Reportikaindonesia.com // Bandung, Jawa Barat – Kantor Wilayah Kementerian Hak Asasi Manusia Jawa Barat menjalin kolaborasi strategis dengan Komisi Nasional Anti Kekerasan terhadap Perempuan (Komnas Perempuan) dalam upaya menangani kasus kekerasan seksual yang terjadi di Rumah Sakit Hasan Sadikin (RSHS) Bandung.
Pertemuan berlangsung di Kantor Komnas Perempuan, Menteng, Jakarta Pusat. Selasa 8/07/2025.
Hadir dari pihak Kanwil Kemenham Jawa Barat, Kepala Kantor Wilayah Hasbullah Fudail, Kabid Instrumen dan Penguatan HAM Paul, serta Kabid Pelayanan dan Kepatuhan HAM Nurjaman.

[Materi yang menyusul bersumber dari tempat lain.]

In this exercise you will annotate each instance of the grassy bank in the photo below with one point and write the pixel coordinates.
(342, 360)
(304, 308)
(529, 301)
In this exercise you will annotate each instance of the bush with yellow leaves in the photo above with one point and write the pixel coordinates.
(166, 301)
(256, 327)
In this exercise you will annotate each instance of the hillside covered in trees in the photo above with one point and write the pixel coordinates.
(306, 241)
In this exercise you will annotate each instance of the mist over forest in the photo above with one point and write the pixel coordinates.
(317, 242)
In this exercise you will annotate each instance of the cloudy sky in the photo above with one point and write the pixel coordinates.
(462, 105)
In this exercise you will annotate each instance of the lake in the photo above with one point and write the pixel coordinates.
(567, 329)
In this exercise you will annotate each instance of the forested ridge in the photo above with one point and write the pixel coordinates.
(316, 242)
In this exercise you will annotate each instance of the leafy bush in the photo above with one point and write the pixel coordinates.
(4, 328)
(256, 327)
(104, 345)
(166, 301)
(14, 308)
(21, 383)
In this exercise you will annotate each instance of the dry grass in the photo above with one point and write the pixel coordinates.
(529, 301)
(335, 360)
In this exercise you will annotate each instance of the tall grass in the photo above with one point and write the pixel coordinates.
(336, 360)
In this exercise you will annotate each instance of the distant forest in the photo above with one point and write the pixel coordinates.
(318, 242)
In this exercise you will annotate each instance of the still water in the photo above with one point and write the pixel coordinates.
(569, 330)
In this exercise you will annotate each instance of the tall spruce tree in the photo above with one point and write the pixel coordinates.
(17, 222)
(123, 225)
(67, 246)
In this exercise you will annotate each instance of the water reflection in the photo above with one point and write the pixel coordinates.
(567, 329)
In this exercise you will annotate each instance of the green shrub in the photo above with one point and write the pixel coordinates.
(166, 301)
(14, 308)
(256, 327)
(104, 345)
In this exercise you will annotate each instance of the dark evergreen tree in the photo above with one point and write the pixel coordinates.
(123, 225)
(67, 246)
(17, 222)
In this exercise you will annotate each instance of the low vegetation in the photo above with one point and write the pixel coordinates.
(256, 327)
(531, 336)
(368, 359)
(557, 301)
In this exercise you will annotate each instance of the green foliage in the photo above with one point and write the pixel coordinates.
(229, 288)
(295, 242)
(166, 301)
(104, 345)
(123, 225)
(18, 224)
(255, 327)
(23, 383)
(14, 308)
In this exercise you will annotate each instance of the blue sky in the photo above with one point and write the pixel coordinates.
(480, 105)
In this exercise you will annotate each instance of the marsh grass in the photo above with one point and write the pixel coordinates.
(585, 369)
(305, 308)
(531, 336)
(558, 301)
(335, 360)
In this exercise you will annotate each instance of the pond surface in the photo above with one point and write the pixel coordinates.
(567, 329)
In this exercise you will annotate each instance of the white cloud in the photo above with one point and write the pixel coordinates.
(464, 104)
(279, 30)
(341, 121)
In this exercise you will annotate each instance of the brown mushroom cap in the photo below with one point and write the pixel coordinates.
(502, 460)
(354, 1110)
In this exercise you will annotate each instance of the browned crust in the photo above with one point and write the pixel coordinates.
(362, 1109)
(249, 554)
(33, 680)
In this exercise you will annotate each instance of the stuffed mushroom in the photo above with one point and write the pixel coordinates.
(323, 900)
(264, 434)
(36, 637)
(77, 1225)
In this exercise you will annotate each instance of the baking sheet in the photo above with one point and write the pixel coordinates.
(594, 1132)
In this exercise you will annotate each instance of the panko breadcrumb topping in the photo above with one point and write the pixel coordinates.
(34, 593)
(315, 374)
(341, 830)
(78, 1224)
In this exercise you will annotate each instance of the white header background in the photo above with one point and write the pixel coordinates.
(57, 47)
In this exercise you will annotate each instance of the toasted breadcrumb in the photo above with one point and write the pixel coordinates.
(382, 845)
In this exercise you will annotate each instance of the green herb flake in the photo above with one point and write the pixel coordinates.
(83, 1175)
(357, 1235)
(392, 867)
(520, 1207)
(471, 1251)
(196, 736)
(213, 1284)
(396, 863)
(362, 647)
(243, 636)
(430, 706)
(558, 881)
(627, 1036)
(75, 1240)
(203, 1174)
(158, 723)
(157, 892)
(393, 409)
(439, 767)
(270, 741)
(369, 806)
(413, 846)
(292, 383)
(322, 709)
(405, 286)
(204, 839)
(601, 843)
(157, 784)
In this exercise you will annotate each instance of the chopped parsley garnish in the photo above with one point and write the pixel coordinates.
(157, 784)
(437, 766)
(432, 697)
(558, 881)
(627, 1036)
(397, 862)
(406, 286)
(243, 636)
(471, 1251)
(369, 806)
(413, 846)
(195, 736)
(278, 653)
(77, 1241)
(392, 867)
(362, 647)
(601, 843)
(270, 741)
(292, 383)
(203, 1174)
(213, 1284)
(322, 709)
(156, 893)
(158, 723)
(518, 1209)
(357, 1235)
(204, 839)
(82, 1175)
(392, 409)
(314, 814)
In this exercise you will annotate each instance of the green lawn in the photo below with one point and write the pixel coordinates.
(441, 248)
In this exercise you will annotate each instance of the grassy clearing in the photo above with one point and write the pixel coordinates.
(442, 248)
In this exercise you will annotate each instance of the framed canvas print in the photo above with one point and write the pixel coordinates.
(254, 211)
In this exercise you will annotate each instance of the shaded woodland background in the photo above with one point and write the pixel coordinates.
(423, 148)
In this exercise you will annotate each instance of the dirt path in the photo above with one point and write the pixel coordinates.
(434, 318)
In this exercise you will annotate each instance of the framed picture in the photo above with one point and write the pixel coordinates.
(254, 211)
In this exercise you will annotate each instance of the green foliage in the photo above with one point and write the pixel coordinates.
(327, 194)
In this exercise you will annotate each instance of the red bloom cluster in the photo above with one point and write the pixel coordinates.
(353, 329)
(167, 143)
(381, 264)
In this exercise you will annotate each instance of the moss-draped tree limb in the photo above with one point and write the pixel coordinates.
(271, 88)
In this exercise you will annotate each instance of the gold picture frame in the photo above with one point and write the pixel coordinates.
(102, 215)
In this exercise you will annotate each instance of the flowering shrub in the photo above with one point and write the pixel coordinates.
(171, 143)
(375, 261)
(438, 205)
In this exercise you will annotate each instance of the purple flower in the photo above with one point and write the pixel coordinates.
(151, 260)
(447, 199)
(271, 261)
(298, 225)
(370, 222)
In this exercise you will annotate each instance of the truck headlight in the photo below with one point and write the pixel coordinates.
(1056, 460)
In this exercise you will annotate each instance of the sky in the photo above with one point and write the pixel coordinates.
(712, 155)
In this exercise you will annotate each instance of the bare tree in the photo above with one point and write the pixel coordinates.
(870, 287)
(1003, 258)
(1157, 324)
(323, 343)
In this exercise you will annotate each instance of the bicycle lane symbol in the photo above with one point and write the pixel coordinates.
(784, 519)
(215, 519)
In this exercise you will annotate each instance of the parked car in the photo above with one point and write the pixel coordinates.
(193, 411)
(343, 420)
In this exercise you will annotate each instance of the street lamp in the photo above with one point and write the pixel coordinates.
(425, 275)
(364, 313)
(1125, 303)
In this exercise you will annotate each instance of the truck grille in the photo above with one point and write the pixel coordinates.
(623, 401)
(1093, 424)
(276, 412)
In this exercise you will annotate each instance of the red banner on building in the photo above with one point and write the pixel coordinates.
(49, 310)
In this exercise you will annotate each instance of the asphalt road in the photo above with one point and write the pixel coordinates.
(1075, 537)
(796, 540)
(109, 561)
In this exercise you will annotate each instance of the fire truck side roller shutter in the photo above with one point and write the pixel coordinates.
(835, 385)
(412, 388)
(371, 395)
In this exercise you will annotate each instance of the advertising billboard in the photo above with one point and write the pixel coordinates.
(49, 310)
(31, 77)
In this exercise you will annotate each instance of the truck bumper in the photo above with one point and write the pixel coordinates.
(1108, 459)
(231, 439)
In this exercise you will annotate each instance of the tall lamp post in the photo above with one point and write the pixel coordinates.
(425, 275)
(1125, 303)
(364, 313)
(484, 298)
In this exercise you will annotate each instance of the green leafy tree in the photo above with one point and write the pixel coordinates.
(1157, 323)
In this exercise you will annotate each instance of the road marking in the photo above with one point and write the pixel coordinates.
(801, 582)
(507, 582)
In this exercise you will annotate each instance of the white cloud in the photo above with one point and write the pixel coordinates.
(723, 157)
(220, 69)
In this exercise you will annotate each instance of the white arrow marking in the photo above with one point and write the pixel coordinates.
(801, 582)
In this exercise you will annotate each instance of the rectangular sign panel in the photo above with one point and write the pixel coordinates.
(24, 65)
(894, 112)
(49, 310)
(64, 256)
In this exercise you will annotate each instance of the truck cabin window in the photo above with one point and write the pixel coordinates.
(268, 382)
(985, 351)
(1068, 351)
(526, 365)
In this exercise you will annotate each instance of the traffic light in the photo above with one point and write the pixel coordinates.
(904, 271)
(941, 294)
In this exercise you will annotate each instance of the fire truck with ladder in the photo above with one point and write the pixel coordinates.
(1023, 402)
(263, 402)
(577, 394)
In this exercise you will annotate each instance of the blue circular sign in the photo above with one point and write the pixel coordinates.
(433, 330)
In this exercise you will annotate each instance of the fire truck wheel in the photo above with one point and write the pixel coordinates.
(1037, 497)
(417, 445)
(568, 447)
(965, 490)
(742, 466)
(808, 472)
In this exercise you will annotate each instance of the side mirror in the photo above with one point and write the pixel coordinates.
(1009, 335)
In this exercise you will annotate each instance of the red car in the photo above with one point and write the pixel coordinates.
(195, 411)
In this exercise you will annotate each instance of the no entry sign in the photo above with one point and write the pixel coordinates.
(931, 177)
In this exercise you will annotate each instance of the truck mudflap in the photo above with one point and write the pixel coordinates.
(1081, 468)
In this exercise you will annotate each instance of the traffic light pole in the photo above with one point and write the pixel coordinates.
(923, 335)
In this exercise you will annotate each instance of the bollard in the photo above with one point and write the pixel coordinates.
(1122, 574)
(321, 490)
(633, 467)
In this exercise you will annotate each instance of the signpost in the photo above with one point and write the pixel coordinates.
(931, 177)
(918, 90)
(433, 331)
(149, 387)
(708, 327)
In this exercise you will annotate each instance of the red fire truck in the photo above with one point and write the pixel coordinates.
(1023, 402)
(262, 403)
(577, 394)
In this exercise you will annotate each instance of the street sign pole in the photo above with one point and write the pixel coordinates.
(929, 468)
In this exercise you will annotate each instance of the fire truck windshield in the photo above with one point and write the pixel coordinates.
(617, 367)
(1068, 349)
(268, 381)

Sementara itu, Komnas Perempuan diwakili oleh para komisioner yakni Dahlia Madanih, Rr. Sri Agustini, Chatarina Pancer Istiyani, Devi Rahayu, dan Sundari Waris, serta perwakilan dari Gugus Kerja Perempuan dan Kebhinekaan (GKPK).
Dalam pertemuan tersebut, dibahas secara mendalam perkembangan penanganan dua kasus besar kekerasan seksual di Jawa Barat, salah satunya yang terjadi di RSHS Bandung. Kepala Kanwil Kemenham Jabar menyampaikan bahwa pihaknya telah melakukan serangkaian langkah koordinatif dan tinggal satu tahap lagi sebelum mengeluarkan rekomendasi resmi. Semua pemangku kepentingan termasuk korban, pelaku, dan instansi terkait telah ditemui guna menggali informasi dan menyusun tindak lanjut yang komprehensif.
“Tujuan kami adalah menjadikan kasus ini sebagai pembelajaran. Kami datang untuk meminta pandangan dan masukan dari Komnas Perempuan agar rekomendasi kami berdampak luas dan tepat sasaran,” ujar Hasbullah.
Komnas Perempuan menyampaikan apresiasi atas inisiatif Kanwil Kemenham Jabar dalam menangani kasus ini secara serius dan inklusif. Komnas juga menegaskan pentingnya menjadikan fasilitas kesehatan sebagai ruang aman bagi perempuan, serta mendukung penguatan kerja sama lintas sektor, termasuk dengan Kementerian Kesehatan (Kemenkes) untuk memastikan kenyamanan dan keamanan perempuan di layanan kesehatan.
Menanggapi tagline “Rumah Sakit Tidak Aman bagi Perempuan” yang sempat muncul dalam diskursus publik, Komnas Perempuan memberikan masukan agar narasi yang dibangun tidak menimbulkan ketakutan atau kegaduhan yang justru kontraproduktif terhadap upaya pemulihan kepercayaan masyarakat terhadap dunia medis.
“Bagi kami, narasi harus membangun kesadaran tanpa menimbulkan dampak negatif berlebihan. Kami mendukung penguatan sistem perlindungan, namun perlu kehati-hatian dalam menyampaikan pesan ke publik,” ujar salah satu komisioner.
Pertemuan juga menyinggung sejumlah kebijakan lain yang berdampak pada perempuan, mulai dari pengaturan pakaian di sekolah, jam malam di lingkungan militer, hingga dinamika sosial yang memicu diskriminasi terhadap identitas gender.
Komnas Perempuan menegaskan bahwa perempuan adalah kelompok yang paling rentan terdampak oleh kebijakan yang tidak sensitif gender.
Sebagai penutup, kedua belah pihak sepakat bahwa penanganan pelanggaran HAM, khususnya yang berkaitan dengan kekerasan terhadap perempuan, tidak bisa diselesaikan secara sektoral dan parsial. Diperlukan sinergi, kolaborasi, dan semangat kebersamaan lintas lembaga untuk menciptakan lingkungan yang adil, setara, dan aman bagi semua pihak.